Finding and Editing Multi-Modal Neurons in Pre-Trained Transformers
Haowen Pan, Yixin Cao, Xiaozhi Wang, Xun Yang, Meng Wang
TL;DR
This work tackles interpretability in multi-modal LLMs by identifying key vision-language neurons within Transformer FFNs using a gradient-free contribution score and linking neuron activations to cross-modal concepts. It introduces a targeted knowledge-editing scheme that modifies selected FFN weight rows to swap a source token for a target token without full-model retraining, enabling efficient, causal control over outputs.
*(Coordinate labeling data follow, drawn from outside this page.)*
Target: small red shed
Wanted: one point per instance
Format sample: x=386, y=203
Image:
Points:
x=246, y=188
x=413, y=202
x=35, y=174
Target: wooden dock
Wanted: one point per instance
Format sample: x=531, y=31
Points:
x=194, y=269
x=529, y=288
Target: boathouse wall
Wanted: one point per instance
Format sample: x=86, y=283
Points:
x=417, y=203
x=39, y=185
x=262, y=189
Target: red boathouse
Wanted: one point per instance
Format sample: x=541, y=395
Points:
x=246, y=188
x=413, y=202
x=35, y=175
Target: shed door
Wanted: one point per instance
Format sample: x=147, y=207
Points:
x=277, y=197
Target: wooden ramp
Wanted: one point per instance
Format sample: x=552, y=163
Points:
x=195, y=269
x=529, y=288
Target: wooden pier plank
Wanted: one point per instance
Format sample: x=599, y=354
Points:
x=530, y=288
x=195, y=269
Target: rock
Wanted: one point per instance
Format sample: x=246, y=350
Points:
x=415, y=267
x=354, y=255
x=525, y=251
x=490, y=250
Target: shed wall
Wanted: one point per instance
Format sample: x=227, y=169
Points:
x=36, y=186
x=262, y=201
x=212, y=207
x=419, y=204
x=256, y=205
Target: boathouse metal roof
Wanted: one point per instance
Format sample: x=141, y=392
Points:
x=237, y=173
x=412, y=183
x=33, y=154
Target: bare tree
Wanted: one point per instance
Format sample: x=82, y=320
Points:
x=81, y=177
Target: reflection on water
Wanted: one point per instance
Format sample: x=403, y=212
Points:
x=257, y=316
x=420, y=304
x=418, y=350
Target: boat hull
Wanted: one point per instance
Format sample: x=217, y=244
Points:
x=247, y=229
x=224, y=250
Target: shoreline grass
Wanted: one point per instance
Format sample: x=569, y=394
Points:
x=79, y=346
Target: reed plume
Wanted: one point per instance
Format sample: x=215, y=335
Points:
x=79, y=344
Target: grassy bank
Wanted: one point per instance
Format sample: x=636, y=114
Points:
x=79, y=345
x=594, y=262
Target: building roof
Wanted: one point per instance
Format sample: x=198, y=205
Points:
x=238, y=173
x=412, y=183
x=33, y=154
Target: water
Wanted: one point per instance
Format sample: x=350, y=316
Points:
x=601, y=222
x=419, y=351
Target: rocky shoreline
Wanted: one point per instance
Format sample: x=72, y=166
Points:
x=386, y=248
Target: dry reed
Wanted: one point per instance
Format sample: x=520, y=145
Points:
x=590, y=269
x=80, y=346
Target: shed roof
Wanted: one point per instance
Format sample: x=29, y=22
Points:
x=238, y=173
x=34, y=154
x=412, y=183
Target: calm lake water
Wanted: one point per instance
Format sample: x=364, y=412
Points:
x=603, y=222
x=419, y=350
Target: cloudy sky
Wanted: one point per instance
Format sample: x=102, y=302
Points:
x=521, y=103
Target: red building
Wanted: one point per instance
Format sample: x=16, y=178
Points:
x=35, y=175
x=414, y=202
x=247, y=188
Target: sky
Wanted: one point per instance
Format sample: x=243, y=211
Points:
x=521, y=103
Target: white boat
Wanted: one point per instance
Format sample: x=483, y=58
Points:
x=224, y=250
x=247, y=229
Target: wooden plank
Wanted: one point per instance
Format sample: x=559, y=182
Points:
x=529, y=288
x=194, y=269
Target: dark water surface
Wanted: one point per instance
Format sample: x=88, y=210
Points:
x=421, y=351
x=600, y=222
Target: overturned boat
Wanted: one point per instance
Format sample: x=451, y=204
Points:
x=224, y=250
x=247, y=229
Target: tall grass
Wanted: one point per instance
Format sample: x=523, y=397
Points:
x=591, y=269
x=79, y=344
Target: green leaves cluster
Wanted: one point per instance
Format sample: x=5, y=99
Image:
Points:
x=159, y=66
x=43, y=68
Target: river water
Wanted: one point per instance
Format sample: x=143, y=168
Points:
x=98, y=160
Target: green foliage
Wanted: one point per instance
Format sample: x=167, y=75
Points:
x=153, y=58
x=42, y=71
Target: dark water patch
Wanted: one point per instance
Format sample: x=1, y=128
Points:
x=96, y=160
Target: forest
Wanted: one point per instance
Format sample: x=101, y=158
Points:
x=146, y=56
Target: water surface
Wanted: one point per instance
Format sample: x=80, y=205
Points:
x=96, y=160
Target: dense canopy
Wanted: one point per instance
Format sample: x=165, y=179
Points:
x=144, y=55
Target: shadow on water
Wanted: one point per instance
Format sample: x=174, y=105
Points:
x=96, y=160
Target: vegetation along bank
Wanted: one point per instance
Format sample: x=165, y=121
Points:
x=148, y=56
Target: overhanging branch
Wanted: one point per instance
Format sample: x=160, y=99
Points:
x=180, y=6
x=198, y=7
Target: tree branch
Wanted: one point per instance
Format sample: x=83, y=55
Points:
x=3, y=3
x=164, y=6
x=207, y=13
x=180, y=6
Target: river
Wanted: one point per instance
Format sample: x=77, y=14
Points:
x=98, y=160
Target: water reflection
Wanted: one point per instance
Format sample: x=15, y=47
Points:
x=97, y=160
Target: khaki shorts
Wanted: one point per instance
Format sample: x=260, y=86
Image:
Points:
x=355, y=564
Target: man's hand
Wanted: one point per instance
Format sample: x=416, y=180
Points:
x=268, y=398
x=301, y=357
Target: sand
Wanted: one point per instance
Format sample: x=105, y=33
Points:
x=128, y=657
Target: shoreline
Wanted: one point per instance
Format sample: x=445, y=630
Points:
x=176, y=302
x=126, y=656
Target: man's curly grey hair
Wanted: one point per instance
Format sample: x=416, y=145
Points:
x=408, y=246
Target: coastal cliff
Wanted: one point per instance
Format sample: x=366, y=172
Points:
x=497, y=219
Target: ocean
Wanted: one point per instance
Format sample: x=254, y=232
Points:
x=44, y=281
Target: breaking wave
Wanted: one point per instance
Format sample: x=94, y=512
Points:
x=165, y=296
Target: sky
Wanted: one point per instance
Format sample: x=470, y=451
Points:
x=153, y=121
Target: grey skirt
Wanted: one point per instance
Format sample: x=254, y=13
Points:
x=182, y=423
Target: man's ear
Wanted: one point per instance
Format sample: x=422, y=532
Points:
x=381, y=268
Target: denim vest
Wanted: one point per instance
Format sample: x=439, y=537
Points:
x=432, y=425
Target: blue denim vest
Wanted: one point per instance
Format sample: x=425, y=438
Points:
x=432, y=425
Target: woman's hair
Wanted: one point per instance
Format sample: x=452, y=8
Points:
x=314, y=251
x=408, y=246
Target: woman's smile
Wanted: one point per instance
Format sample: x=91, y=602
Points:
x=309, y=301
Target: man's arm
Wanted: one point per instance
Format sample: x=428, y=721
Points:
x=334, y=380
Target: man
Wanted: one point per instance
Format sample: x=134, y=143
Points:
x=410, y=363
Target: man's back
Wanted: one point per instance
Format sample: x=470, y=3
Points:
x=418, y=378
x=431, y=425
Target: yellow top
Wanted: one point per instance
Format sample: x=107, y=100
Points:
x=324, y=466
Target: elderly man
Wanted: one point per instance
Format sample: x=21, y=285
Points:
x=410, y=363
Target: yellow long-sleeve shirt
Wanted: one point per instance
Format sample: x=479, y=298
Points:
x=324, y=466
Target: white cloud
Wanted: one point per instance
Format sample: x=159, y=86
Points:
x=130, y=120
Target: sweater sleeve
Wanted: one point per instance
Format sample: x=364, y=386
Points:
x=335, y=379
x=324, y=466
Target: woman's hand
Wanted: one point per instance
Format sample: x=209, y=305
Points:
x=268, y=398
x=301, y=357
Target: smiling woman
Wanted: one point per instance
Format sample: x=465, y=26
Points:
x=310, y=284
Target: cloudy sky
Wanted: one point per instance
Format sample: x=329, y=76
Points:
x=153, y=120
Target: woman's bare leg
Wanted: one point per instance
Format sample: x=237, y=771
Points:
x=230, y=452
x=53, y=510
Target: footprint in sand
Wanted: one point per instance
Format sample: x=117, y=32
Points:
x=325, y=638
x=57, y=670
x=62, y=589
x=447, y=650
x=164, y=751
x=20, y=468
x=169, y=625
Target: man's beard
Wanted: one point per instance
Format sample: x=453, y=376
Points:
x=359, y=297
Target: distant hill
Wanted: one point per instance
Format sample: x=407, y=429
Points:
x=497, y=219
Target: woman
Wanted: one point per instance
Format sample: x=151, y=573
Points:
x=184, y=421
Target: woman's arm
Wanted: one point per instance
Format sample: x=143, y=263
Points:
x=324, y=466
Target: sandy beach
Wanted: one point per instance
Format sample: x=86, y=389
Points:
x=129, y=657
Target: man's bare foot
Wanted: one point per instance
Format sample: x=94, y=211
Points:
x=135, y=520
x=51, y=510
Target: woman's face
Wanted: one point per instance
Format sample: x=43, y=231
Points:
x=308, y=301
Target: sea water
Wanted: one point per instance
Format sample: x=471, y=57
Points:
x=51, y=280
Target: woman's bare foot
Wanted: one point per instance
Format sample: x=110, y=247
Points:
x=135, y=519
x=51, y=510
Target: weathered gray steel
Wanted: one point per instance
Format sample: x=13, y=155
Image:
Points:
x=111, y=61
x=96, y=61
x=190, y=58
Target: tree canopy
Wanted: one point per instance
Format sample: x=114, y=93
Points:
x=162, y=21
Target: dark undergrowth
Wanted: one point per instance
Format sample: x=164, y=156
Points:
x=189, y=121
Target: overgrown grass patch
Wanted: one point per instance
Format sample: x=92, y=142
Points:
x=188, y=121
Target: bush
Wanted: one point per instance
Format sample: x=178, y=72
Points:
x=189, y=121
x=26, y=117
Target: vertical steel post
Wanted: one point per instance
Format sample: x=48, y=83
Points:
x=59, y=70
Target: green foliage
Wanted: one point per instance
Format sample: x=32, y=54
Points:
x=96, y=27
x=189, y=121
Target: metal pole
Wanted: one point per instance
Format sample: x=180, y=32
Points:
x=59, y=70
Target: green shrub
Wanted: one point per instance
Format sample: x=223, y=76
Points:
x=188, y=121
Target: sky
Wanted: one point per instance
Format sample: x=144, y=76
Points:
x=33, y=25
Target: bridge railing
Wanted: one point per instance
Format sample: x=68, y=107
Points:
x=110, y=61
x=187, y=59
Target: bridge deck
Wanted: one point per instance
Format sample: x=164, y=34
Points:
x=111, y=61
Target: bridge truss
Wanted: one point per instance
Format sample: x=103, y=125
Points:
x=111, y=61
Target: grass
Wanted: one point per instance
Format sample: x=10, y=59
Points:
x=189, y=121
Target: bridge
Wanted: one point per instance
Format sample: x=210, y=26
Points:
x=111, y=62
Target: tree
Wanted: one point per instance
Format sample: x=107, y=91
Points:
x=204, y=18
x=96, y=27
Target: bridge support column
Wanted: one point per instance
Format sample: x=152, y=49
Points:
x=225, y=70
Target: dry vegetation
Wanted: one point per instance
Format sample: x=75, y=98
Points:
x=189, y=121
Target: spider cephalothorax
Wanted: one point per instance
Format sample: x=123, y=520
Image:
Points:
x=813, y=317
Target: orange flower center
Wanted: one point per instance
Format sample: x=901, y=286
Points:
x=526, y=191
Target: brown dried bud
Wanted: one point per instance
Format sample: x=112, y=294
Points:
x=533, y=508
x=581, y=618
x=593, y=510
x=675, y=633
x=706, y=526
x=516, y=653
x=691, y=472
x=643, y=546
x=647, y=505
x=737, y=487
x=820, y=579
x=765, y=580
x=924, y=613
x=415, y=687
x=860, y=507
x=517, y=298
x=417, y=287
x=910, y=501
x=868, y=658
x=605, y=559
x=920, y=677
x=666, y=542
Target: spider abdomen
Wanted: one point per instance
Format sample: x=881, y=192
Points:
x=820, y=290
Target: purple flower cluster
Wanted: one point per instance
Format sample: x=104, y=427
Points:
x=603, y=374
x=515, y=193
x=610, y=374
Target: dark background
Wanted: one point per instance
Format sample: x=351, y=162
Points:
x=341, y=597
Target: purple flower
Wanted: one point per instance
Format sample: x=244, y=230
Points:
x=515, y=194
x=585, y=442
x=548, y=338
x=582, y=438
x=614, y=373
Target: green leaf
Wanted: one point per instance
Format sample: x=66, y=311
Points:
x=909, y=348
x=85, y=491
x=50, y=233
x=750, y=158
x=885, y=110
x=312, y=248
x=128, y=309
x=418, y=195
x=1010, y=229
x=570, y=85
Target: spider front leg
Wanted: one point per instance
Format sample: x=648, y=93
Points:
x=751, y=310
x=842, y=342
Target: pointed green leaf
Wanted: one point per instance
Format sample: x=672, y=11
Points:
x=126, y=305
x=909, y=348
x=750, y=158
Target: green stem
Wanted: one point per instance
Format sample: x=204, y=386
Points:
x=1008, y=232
The authors propose four quantitative metrics—semantic sensitivity, region invariance, cross-image invariance, and specificity—and validate the approach across three vision-language models on a large image-caption dataset, revealing that multi-modal neurons tend to reside in higher layers and exhibit robust, concept-specific, and causally impactful behavior. The results offer a pathway to more explainable and controllable multi-modal LLMs with practical implications for reducing hallucinations and biases through targeted editing and interpretability analysis.
Abstract
Understanding the internal mechanisms by which multi-modal large language models (LLMs) interpret different modalities and integrate cross-modal representations is becoming increasingly critical for continuous improvements in both academia and industry. In this paper, we propose a novel method to identify key neurons for interpretability -- how multi-modal LLMs bridge visual and textual concepts for captioning. Our method improves conventional works upon efficiency and applied range by removing needs of costly gradient computation. Based on those identified neurons, we further design a multi-modal knowledge editing method, beneficial to mitigate sensitive words or hallucination. For rationale of our design, we provide theoretical assumption. For empirical evaluation, we have conducted extensive quantitative and qualitative experiments. The results not only validate the effectiveness of our methods, but also offer insightful findings that highlight three key properties of multi-modal neurons: sensitivity, specificity and causal-effect, to shed light for future research.